The two sides have agreed in principle to sign a currency swap deal at an early date, and China has agreed to grant Japan a quota of 200 billion yuan (about $31.36 billion) under the RMB Qualified Foreign Institutional Investors (RQFII) program.

The Premier also called for joint efforts to enhance people-to-people friendship and beef up exchanges in culture, education, sports, media and youth as well as at local levels.

For his part, Abe said that with the resumption of a high-level economic dialogue and the exchange of visits between their foreign ministers, Japan and China have witnessed concrete improvement of bilateral ties since last year.

Japan will stick to a peaceful development path, he said, vowing to take the opportunity of Premier Li’s visit to further improve ties with China and make it more mature.

Abe pledged to strengthen political mutual trust with China, maintain high-level exchanges and enhance coordination on global and regional issues.
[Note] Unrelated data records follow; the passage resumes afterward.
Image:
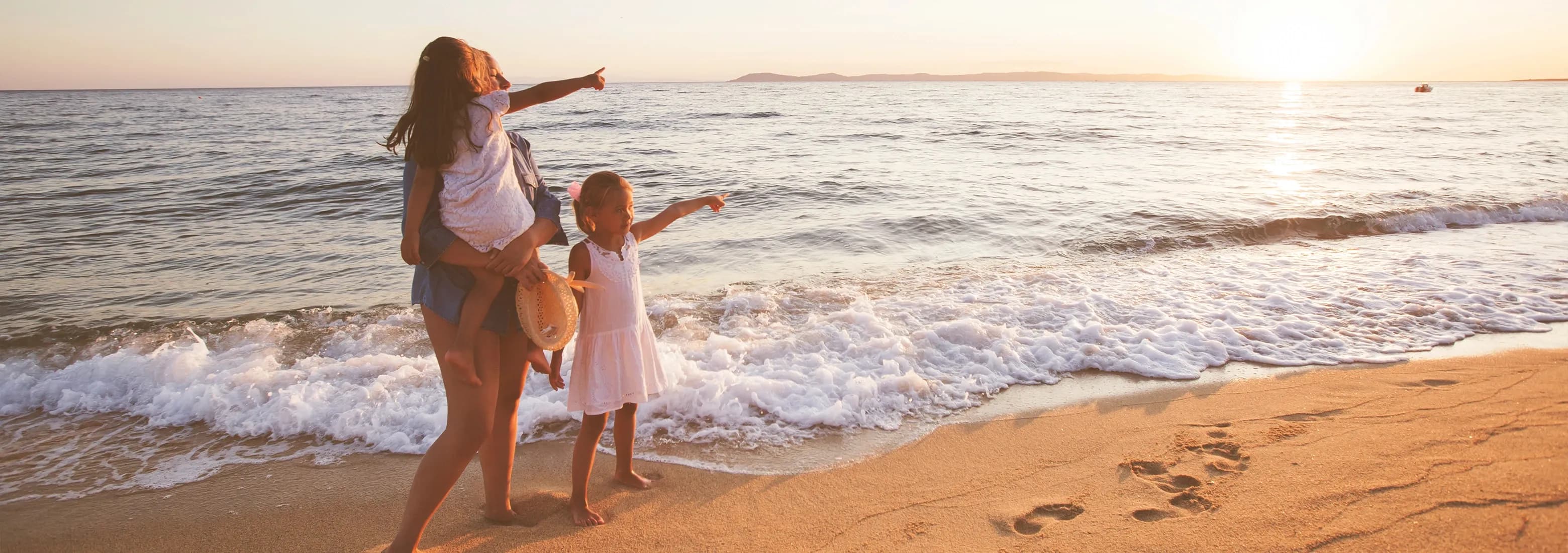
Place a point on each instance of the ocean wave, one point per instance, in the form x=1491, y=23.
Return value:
x=727, y=115
x=1199, y=233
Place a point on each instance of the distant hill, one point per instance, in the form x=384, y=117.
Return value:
x=1021, y=76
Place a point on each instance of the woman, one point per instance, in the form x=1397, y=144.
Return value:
x=482, y=417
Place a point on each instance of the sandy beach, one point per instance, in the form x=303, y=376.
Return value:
x=1459, y=455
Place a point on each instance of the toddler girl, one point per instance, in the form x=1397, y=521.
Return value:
x=617, y=363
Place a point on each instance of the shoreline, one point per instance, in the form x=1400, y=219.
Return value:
x=1332, y=460
x=1076, y=389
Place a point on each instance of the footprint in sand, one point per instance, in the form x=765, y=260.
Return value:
x=1227, y=457
x=1188, y=502
x=1156, y=474
x=1032, y=522
x=1431, y=383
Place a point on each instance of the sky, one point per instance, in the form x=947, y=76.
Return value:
x=66, y=44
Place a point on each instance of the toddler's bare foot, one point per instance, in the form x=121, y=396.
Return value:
x=461, y=363
x=584, y=517
x=632, y=480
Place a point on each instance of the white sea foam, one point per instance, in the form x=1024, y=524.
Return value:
x=778, y=364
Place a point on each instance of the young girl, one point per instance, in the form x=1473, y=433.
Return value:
x=454, y=129
x=617, y=364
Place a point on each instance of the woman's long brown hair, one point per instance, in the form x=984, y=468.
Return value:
x=449, y=76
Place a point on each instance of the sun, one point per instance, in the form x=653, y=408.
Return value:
x=1297, y=41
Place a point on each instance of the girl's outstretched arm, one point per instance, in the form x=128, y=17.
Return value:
x=415, y=215
x=647, y=229
x=554, y=90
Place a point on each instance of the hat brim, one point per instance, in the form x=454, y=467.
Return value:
x=548, y=312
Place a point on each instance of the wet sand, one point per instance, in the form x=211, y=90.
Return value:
x=1466, y=453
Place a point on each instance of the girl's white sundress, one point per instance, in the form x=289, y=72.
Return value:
x=480, y=198
x=617, y=361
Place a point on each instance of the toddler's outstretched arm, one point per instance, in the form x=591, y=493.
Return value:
x=648, y=229
x=554, y=90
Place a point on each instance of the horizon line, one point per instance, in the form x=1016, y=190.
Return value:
x=847, y=82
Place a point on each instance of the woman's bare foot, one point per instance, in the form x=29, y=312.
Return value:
x=584, y=517
x=461, y=363
x=632, y=480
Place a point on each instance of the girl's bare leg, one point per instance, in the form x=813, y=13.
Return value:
x=501, y=449
x=471, y=412
x=582, y=466
x=625, y=431
x=475, y=306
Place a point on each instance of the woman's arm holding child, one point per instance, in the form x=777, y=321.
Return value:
x=521, y=250
x=648, y=229
x=554, y=90
x=415, y=215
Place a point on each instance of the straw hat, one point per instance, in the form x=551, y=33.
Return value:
x=549, y=311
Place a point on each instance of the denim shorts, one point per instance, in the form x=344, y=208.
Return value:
x=441, y=287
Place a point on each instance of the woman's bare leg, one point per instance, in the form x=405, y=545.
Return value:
x=582, y=468
x=501, y=447
x=471, y=411
x=625, y=431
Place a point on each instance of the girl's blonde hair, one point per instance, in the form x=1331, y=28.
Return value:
x=593, y=193
x=449, y=76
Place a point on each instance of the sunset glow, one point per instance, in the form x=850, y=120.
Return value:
x=1280, y=41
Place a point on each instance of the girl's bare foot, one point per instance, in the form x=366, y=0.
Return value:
x=461, y=363
x=632, y=480
x=584, y=517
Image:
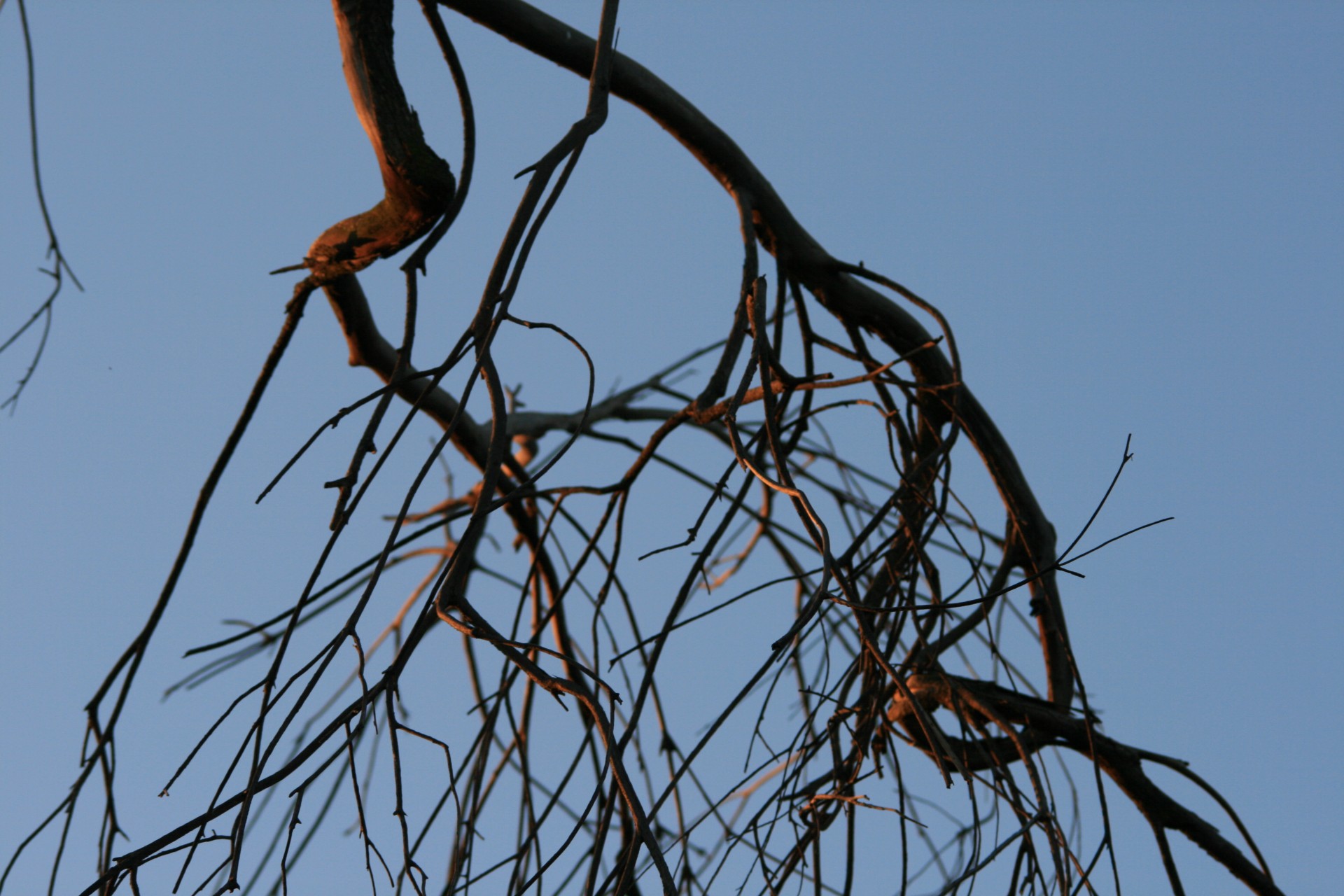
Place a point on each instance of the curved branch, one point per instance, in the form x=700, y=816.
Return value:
x=850, y=300
x=419, y=186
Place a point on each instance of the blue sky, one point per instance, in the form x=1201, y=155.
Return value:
x=1130, y=214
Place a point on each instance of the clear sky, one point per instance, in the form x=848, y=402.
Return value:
x=1132, y=214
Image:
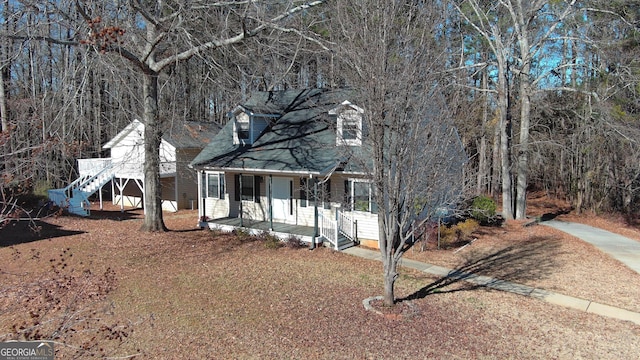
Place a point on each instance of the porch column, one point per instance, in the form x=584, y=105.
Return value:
x=121, y=197
x=175, y=189
x=200, y=197
x=270, y=199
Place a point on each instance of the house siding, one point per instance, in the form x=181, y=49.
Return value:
x=187, y=180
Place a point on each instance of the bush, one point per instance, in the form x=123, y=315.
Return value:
x=483, y=209
x=295, y=242
x=458, y=234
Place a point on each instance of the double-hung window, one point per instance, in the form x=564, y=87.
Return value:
x=359, y=196
x=213, y=185
x=307, y=197
x=247, y=187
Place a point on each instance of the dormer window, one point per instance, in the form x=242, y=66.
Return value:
x=242, y=131
x=349, y=124
x=248, y=126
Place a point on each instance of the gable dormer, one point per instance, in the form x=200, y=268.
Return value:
x=349, y=124
x=247, y=126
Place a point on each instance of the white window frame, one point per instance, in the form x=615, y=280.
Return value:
x=348, y=118
x=352, y=197
x=244, y=185
x=242, y=120
x=221, y=185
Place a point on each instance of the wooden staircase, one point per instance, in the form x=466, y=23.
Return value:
x=75, y=197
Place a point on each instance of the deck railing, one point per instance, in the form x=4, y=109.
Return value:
x=92, y=166
x=328, y=229
x=331, y=229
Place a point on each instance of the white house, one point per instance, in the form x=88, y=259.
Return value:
x=281, y=164
x=124, y=169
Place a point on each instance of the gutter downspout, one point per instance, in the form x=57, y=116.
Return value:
x=240, y=197
x=270, y=195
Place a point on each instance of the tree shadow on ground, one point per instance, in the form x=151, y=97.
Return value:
x=555, y=214
x=118, y=215
x=20, y=232
x=530, y=260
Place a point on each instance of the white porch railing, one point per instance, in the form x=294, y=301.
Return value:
x=332, y=229
x=91, y=167
x=75, y=197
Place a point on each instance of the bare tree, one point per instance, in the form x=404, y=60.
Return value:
x=518, y=34
x=413, y=155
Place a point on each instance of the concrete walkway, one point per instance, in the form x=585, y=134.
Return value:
x=621, y=248
x=524, y=290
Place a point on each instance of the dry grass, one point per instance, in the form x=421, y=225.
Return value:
x=189, y=294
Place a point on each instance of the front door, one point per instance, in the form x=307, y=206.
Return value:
x=281, y=197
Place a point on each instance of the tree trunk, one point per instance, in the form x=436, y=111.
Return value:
x=525, y=110
x=505, y=141
x=152, y=137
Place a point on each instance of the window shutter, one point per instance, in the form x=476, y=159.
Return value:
x=221, y=187
x=256, y=188
x=347, y=195
x=303, y=192
x=327, y=194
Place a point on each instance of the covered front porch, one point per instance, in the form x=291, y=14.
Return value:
x=281, y=230
x=339, y=234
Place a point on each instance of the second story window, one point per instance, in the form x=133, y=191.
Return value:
x=242, y=129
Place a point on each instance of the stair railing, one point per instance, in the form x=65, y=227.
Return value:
x=328, y=229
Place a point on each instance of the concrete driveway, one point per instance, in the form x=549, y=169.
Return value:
x=617, y=246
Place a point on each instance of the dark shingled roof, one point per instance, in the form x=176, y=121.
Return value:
x=191, y=134
x=301, y=140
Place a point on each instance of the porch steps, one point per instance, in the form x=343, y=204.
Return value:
x=343, y=243
x=75, y=197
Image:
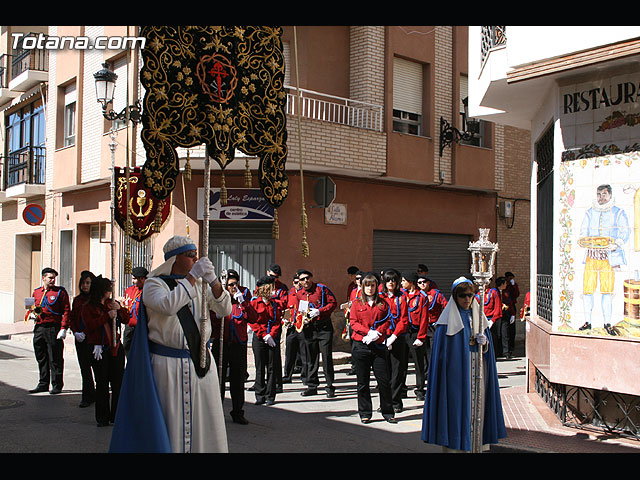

Japan supports China’s reform and opening-up, and will continue to boost bilateral cooperation in key areas, jointly safeguard the free trade system, and expand cooperation in investment, tourism, culture, food, disaster reduction and maritime exploration.

The two leaders also conferred on the Korean Peninsula situation and other global and regional issues of common concern.

After their talks, Premier Li and Abe witnessed the signing of several cooperation documents ranging from culture, public health and services trade to exploring third-party market cooperation and launching an air and maritime liaison mechanism.